10 things I learned at the Future of Finance Summit in Singapore

1 - Don’t say the F word. 

No not that word. Fintech. The Founder of The Asian Banker, Emmanuel Daniel, drove this point home by holding up a jar during his opening speech on the first day of the event demanding a person pay S$1 each time they said the f word. 

 The point he was making is that we have come to use fintech so loosely that it has lost its meaning. Fintech is short for financial technology and it’s so broad and all encompassing that we, especially in financial services, lose sight of the gravity of the digital transformation happening before our eyes by not understanding it more deeply.

He stressed the new power of the consumer demanding friction-less financial services in many different verticals including payments, lending and investing. He left the audience with a somber warning that the banks that become leaders in the digital economy will survive and the ones that don’t will die within the next 20 years.

 Founder of The Asian Banker Emmanuel Daniel giving his opening speech

Founder of The Asian Banker Emmanuel Daniel giving his opening speech

2 - Fintech could lead to a decrease in systemic risk, at least in the beginning

Barney Frank predicted that the innovations coming out of fintech will likely lead to regulatory frameworks more focused on consumer protection as opposed to rules addressing systemic risk.

Mr. Frank argued that peer-to-peer (P2P) lending could create regulatory concerns of due diligence and consumer protection, but it wouldn’t pose the type of systemic risk created by mortgage backed securities from the 2007-2008 financial crisis. Then again will we see derivatives spin out from these P2P lending platforms?

3 - The regulatory tug of war could get worse

The fight between national and state regulators in the US could heat up as Trump finishes appointing financial regulators.

4 - Being a regulator is a tough job, but somebody's got to do it

Regulators should not wait too long to update the rules and need to ensure the rules they do impose don't stifle innovation.

 Former Congressman Barney Frank

Former Congressman Barney Frank

5 - If you work in operations, you may want to take a few online courses to learn some new skills

Blockchain has the potential to reduce middle and back office costs by $20 billion or more.  A good portion of these costs can be attributed to salaries.

 David Shrier giving a fast paced and data rich presentation

David Shrier giving a fast paced and data rich presentation

6 - The future of cyber attacks is about to get worse

Cyber attacks are likely to increase in the future and we will probably start seeing impacts on the physical world and critical infrastructure.  Wannacry was just the tip of the iceberg.

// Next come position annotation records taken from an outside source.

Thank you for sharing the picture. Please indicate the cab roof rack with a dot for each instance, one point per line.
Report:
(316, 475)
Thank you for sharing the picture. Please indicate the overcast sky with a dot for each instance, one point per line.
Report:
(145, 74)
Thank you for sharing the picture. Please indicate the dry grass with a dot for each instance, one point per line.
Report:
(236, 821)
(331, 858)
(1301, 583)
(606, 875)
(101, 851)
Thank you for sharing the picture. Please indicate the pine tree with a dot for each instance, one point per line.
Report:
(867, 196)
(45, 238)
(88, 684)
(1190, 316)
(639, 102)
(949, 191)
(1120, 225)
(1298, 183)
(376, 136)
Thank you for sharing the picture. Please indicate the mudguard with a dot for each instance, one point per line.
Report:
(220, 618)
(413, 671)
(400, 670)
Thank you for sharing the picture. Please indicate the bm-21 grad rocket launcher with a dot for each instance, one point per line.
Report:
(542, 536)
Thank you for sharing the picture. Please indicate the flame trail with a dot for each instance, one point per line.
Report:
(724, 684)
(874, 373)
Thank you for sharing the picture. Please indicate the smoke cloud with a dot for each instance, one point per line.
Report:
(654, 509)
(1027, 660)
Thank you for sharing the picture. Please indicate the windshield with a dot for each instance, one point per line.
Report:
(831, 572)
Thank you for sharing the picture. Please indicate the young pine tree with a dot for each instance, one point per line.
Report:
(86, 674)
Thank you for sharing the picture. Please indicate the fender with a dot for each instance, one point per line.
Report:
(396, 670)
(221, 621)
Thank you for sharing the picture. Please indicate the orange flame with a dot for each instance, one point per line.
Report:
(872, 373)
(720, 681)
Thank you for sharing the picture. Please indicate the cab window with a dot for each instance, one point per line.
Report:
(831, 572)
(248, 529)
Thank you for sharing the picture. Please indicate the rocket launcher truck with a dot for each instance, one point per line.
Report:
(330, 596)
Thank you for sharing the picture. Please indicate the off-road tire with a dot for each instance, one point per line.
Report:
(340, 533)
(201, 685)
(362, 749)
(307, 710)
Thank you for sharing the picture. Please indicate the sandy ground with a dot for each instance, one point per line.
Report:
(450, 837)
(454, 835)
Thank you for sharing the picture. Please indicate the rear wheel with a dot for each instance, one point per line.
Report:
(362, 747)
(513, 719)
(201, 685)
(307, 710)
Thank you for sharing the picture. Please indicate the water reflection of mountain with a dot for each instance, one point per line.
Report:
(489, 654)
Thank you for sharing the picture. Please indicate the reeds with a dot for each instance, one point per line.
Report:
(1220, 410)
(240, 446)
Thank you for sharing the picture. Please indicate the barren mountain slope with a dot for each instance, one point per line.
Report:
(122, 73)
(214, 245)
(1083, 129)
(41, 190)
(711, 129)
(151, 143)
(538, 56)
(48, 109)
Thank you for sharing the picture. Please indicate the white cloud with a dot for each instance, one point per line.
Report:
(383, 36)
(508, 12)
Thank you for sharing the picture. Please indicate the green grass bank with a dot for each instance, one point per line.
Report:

7 - Even Somali pirates are innovating, are you?

Less sophisticated criminals can partner with hackers to reduce risk and increase profits from physical robberies. This was illustrated by Somali pirates partnering with a hacker who was able to breach a content management system (CMS) and identify high value items on vessels in specific shipping containers.

8 - Incidence response plans must be real

It’s not enough to simply have a nice slide deck describing what would be done when something goes wrong. Each step needs to be carefully planned, but also rehearsed. For example, does the organization have an ability to press a button and get a phone call and text message out to all their employees that the incidence response plan has been activated?  If, company laptops are quarantined due to a malware incident, does the organization have a backup site they can get up and running in a matter of hours?

 Howard Mannella presenting on incidence response plans

Howard Mannella presenting on incidence response plans

9 - Artificial intelligence (AI) is even coming for lawyers! 

I had the honor of being on the Cybersecurity Thinking Global, Acting Local panel after Professor Marco Gercke gave his presentation on “The Future of Banking – Between the Opportunities of Artificial Intelligence/Machine Learning and the Challenges of Cyber Threats.”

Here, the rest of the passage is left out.